Given the date on these paper, and the advancement of Chinese industry in the years in between. It would be disingenuous to claim any of the designs shown are directly related to WZ-X or that WZ-X's detailed internal and external design will be the same or similar.
Notice how I said "directly" instead of saying they are completely unrelated. As they obvious help build technical competency and the experience could be applied to a variety of recon drones that we've seen.
I would second
@Blitzo here.
And "... the advancement of Chinese industry in the years in between..." does not mean that Chinese engineers won't require consiserable amount of time to figure out and settle down on everything needed for building and operating such a massive unmanned flying wing aircraft. This is especially true for China's case, given how she has neither the capability nor the experience in designing, building, and operating full-scale flying-wing aircraft until the last 20+ years (unlike the US, which already began efforts in this domain all the way back in the 1970s).

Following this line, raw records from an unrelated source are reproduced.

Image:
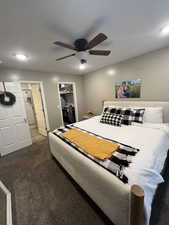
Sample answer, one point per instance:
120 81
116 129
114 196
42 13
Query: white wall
50 89
152 68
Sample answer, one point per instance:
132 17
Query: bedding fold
95 146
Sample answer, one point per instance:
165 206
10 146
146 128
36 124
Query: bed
124 204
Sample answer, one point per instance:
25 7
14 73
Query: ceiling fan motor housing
81 44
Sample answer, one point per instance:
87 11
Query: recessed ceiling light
21 57
165 30
82 66
111 72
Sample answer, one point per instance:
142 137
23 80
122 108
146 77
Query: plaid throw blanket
115 164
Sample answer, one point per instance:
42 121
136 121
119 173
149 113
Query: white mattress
153 142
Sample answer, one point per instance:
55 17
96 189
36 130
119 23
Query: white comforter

If anything, the development efforts on technologies of similar scale and complexity often take many years, if not decades. You think that the work on the J-20 only started in the 2000s? No, it started way back in the early 1990s, if not in the late 1980s. The same goes for the J-36 and J-XDS/50 - The work started back in the early 2010s, if not in the late 2000s.
That's (partially) what those papers are for - In fact, I would go further and say that at least a couple of those papers are part-and-parcel of the whole process (as it is normal for many other military development projects in China), at the very least to a certain degree.